Visualizing Lasso Polytope Geometry
June 8, 2014
Some recent research about the lasso exploits a beautiful geometric picture: Suppose you fix the design matrix X and the regularization parameter $\lambda$. For a particular value of y, the n-dimensional response variable, you can then solve the lasso problem and examine the signs of the coefficients. Now if you partition n-dimensional space based upon the signs of the coefficients you'd get if you solved the lasso problem at each value of y, then you'll find that each of the resulting regions are convex polytopes. This is kind of a mouthful, so I made the visualization below to illustrate this partitioning. You can drag x1, x2, and x3 to rotate them, and slide the slider to increase or decrease $\lambda$.
For this visualization, the design matrix X has two rows, (so there are two observations and y lives in the two-dimensional plane). X also has three columns, (variables), called x1, x2, and x3, each normalized to have length one. Each of these variables, (ie columns of X), also lives in the plane, and is drawn above. I've labeled each of the regions in the plane with the sign of the coefficients that would result from fitting the lasso with y in that region, and colored them based upon how many variables would be the model. For example, if you fit the lasso using any y in a region labeled "-+0", then the resulting x1 coefficient will be negative, the x2 coefficient will be positive, and the x3 coefficient will be zero.
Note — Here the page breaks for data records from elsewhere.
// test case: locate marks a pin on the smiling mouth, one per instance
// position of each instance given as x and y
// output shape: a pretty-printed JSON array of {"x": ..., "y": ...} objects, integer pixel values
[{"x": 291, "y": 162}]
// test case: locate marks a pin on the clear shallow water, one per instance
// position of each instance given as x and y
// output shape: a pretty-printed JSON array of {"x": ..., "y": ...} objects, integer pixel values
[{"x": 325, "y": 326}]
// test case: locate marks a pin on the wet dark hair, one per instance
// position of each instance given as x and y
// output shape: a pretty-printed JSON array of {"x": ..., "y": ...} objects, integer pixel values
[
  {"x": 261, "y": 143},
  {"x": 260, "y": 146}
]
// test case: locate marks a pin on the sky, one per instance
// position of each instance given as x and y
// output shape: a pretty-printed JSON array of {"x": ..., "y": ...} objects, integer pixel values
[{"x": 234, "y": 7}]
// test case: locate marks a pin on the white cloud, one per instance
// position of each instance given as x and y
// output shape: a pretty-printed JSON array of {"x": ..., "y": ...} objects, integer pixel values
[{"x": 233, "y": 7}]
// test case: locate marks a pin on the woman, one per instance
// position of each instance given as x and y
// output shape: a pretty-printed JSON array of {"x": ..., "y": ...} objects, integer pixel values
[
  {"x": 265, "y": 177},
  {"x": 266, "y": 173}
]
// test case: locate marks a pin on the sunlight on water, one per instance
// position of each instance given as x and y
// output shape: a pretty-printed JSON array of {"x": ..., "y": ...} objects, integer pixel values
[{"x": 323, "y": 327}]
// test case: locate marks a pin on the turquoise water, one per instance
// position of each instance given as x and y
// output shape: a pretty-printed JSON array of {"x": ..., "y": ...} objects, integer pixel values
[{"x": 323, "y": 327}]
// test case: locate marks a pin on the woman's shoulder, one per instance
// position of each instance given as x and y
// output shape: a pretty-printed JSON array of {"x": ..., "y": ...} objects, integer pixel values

To be concrete, the version of the lasso that I'm using here is the one that solves this optimization problem: $$ \min_{\beta} \frac{1}{2}||y - X\beta||_2^2 + \lambda ||\beta||_1 $$
If you play around with this picture long enough, you'll find a number of beautiful features of this picture. Each of the ones I describe below also generalizes to more observations, more variables, and variables without norm one:
Varying $\lambda$
When $\lambda$ is small, notice that almost the whole space becomes blue, (regions with two variables in the model). When $\lambda$ is large, the whole space becomes white, (the null model with no variables in it). This is this picture's representation of the fact that you fit larger models with smaller values of $\lambda$.
Characterizing the Null Model Polytope
The white central polytope is the set of y's resulting in coefficients with all zeros. Notice that each of its faces is orthogonal to one of the x's, and a distance of exactly $\lambda$ away for the origin. You can see this most clearly when $\lambda=1$; at this point, the faces all touch one of the x vectors (or one of the negative x vectors), since each of the x's is normalized to have length one. This feature is used by lasso solvers to determine the value of $\lambda$ when the first variable enters the model; (it's just the largest absolute inner product between y and any of the columns of X).
"Dimensions" of the Polytopes
The blue regions, (those for which the lasso selects two variables), are two-dimensional pie-slices. If you squint, (or make $\lambda$ small), you'll notice that the red regions, (those for which the which the lasso selects just one variable), look approximately like 1-dimensional lines. And of course, the null model is a bounded polytope, which is kind of like a "0-dimensional point", (so long as the variables span n-dimensional space). So if you squint, the polytope associated with a k-dimensional model is "sort of k-dimensional".
This pattern holds more generally: You can show that for any point y in the region associated with a model of size k, if you travel away from y in the cone generated by the (signed) variables in the model, then you'll still stay in that region. For example, if you start at any point in a red region, and walk in the direction of the associated x, you'll stay in that region. And for any point in a blue region, if you walk in either of the directions indicated by the active variables, you'll also stay in that region.
The Projection Picture
There is substantial structure associated with the model-regions. To see this, pick any point y in the plane, and project it onto the null-model polytope. (That is, find the nearest point on the white null polytope). You'll find that all of the points in a particular model-region project onto the same face of the null-model polytope. Moreover, the dimension of this face is two minus the number of nonzero coefficients in the model, (or more generally, the number of observations minus the number of nonzero coefficients), and the face is formed from the intersection of facets associated with the variables in the model. Tibshirani and Taylor (2012) used this projection picture as a critical component of their proof that the degrees of freedom of the lasso, for a fixed value of $\lambda$, is exactly equal to the expected number of variables in the model.
Sets of Accessible Models
In a forthcoming paper, my friend Amir Sepehri and I also noticed that this projection picture admits a very beautiful description of which (signed) variables can possibly be in a model together: only those which form a face of the convex hull of all the variables and their negations. Using the upper bound theorem for polytopes, we were able to bound the number of possible lasso models. As a simple consequence of this bound, we were also able to prove model-selection inconsistency for the lasso when the number of variables in the true model exceeds half the number of observations, simply because with extremely high probability there is no y at all in n-dimensional space that results in a lasso fit with the signs of the true model.